Tribus. Se dice que el rock ha perdido su fuerza contestataria y de aporte social. Vasos medio llenos o medio vacíos. Tribus. La banda escocesa Primal Scream visitó la Ciudad de México el pasado miércoles 9 de noviembre por cuarta vez, en medio de una sobreoferta de conciertos, para presentar un más bien tibio onceavo disco, Chaosmosis, ante un Plaza Condesa treintañero en su mayoría, que apenas y llegó al 50% de su capacidad, pero con algunos destellos clave.

Pese a que el culto a Primal Scream ha estado claro y presente en México, hay algo que se ha percibido en todas sus presentaciones en nuestro país: pareciera que su cantante Bobby Gillespie tiene que esforzarse porque el público mexicano se prenda como se debe, ni hablar, no son profetas en su tierra.

Sin embargo, el concierto del miércoles tuvo sus matices claros, demostrando que siguen siendo amos en lo que hacen: un rock sólido de buena factura, dignos herederos del espíritu pandillero a la Stone, pachecotes, guitarreros, hippies y punks por igual. Nada nuevo hacia atrás, nada innovador en el horizonte, sólo macanazos concretos.

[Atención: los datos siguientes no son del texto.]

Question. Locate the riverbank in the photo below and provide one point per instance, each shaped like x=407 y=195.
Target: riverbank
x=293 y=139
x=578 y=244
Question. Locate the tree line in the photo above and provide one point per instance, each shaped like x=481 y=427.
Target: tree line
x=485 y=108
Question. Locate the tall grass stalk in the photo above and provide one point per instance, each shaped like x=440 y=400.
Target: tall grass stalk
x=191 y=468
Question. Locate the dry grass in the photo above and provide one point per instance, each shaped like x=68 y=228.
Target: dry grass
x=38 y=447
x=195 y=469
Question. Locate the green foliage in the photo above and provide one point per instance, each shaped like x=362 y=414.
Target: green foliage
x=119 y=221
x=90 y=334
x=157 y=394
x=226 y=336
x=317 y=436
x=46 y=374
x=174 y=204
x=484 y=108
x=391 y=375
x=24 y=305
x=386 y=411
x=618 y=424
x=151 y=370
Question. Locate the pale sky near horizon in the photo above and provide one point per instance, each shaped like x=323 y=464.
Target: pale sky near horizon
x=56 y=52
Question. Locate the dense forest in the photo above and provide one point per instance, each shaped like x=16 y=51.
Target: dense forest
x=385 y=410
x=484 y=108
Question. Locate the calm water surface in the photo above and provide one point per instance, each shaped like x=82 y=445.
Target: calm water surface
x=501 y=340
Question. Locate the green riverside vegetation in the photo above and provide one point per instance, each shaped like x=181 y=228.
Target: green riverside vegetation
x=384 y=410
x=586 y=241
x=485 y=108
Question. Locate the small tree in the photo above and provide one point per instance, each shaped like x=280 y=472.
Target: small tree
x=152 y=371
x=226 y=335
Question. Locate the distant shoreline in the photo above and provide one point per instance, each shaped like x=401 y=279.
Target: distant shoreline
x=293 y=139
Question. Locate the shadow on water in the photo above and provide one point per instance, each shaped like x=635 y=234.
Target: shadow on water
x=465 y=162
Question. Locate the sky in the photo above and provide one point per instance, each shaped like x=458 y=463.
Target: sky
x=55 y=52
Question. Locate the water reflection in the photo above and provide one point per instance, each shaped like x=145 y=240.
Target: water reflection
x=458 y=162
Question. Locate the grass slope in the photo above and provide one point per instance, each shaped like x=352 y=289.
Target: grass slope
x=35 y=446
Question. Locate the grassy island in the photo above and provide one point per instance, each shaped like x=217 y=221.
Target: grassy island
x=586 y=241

Empero, habría que hablar a su favor: el audio esta vez fue inigualable, clarito y contundente, pero el año pasado en el Corona Capital el ambiente fue más poderosos. El set fue muy estándar, con los clásicos de rigor, pero aquella vez que trajeron el Screamadelica fue el mejor. Su atmósfera fue mística y celebratoria, pero nada como aquel rojo de su primera presentación en México. Primal Scream es de esas grandes bandas que no llegaron a los estadios ni a los himnos pero que mantienen el culto con temas que ya son clasicazos como “Higher than the sun”, la abridora “Muvin on up”, “100%”. “Loaded”, “Swastika eyes”, “Country Girl”, “Rocks” y “Kill all roadies”, es decir casi todo su set que apenas y acaricia la hora y media de duración.

Fotos: Miguel Ángel Luján

Primal Scream puede sintetizar una carrera de más de tres décadas en dos horas, hacer de un público más bien aguado algo memorable y generar una mística pese a lo trasnochado de los cuerpos. Ya no está con ellos el gran Many Mounfield al bajo, puesto que se fue a hacer lo propio con los Stones Roses, de donde vivo. Cierto, la banda ha cambiado de integrantes como de calzones unas 18 veces, con Gillespie como eje, flaco, increíble en escena, decadente y sensual. Pero hoy más que nunca, pese a lo cabrones que siguen siendo, Primal suena más seco, flaco, menos Primal que nunca, sin que eso signifique algo necesariamente malo.

Su chica bajista, Simone Butler le pega rico, la quiebran macizo en conjunto y hacen de un 35% del Chaosmosis una panoplia compacta de buenos temas, algo que ha sido la impronta de, fácil, los últimos diez años de su carrera. Sin embargo, uno se queda uno pensando si el olvido sepultará a una de las bandas más importante de los noventas más ácidos del rock británico. Quedará uno pensando si el rock aún puede dar golpes a la contra, si necesitamos otro rock que sea congruente con la inconformidad, o si las ganas de andar “cargaditos”, “puestitos”, “de armar una buena fiesta” en una discreta quemazón todavìa continúan. Uno se queda pensando “pinche Manny, por qué te fuiste pero ya ni hacías falta tampoco”.

Primal Scream llega al final de 2016 a una CDMX anímicamente apagada después del triunfo de Trump, ante un frío cabrón, una lluvia que jode, a mitad de semana, gastada, en medio de mil cosas, lo mismo efectivos que agridulces. Primal Scream siempre será una banda que desquita el boleto, que suena las maracas y nos hace mover sabrosón. Siempre quedará la espina de tiempos, conciertos y discos mejores, así es la batalla y así es el rock, ni hablar.